Ön sıralarda oturan biri, adama çok güzel çaldığını söyledi yüksekçe bir sesle.
Bunu duyan müzisyen bilge bir edayla mikrofona eğilip “Yanılıyorsunuz, marifet
bende değil, şarkılarda. Beni değil, müziğin bilgeliğini takdir edin, ne de
olsa şarkların işlerine fazla karışmamak gerek!” dedi.
Bu sözlerin
üzerine Maria, müzisyeni daha dikkatli incelemeye başladı. Kar yolları
kapadığından zaten evine gidemeyecekti ve adamın sahneden inmesini
bekleyebilirdi. Onunla konuşmalıydı!
Müzisyen sahneden inip bara oturunca, Maria yanına gidip onunla tanıştı. Adamın
genç görünümüne göre çok daha olgun bir havası vardı, kaç yaşında olduğunu
kestirmek mümkün değildi. Müzik hakkında kısa bir sohbetten sonra Maria, başına
gelenleri müzisyene anlatmaya başladı.
Adamın bilge tavırları, Maria hikayesini anlatırken de devam ediyordu. Pek
şaşırmamıştı sanki. Belki de sarhoş ya da kafadan çatlak olduğumu düşünüyordur
dedi Maria içinden; ama ne olursa olsun, bir kere anlatmaya başlamışken
hikayesini yarıda kesmeye niyeti yoktu. Zaten anlatmayı bitirdiğinde durumun
böyle olmadığını anlayacaktı. Maria anlatmayı bitirdikten sonra müzisyen de
kendi hikayesini anlatmaya başladı. Benzer bir şey yıllar önce onun da başına
gelmişti. O da şarkıların sırrını çözmeyi kafaya takmıştı ve bu meraklı zamanlarında
dinlediği bir şarkı hayatını on beş sene geri sarmıştı; genç görünmesinin sebebi de buydu. Şarkı
aklına takıldığı zaman boyunca, şarkıyı ilk dinlediği yaşında kalmıştı. Bir
andan gençleşmesinin ve yaşlanmamasının diğer insanları korkuttuğunu ve
meraklandırdığını, bu yüzden zarar görebileceğini fark edince, aklına takılan
şarkıdan kurtulmanın bir yolunu aramış ve bu şekilde müziğe merak salmıştı. Kendi
yazdığı şarkılar zihnini daha çok doldurmaya başlayınca, aklına takılan şarkıyı
daha az hatırlar olmuştu ve yaşı da yavaş yavaş normal ilerleyişine geri
dönmüştü.
Müzisyenle konuşmaları bittiğinde sabah olmuştu.

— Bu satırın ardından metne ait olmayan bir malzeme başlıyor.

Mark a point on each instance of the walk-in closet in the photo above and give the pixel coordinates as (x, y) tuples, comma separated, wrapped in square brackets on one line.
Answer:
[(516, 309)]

O gün, adamın çaldığı
şarkılardan biri aklına takıldığından olsa gerek, şarkısı silikti Maria’nın
zihninde ve dışarıda da güneş açmıştı. Maria’nın içinde aylar sonra ilk defa
biraz olsun umut vardı. Yollar açılmıştı ve eve gidip dinlenmeli, müzisyenin
önerisini düşünmeliydi. Bardan çıkmadan önce vedalaşmak üzere yanına gitti,
vedalaşırken müzisyen kendi gitarını Maria’ya armağan etti. Kim bilir, belki o
da soğuktan pek hoşlanmıyordu.
Maria bir anda usta bir müzisyen olamasa da birkaç ay içinde kendi müziğini
yapacak kadar öğrendi gitar çalmayı. Birkaç ay sonra kendi şarkıları doldurmaya
başladı zihnini. İki sene öncesi kışının şarkısı da bu davetsiz ve bitmek
bilmeyen kışla birlikte yavaş yavaş silinip gitti. İki sene sonranın yazında, yarı bodrum kattaki barda, kucağında aynı gitarla, Maria kendi şarkılarını çalıyor, müzisyense onun dinliyor olacaktı.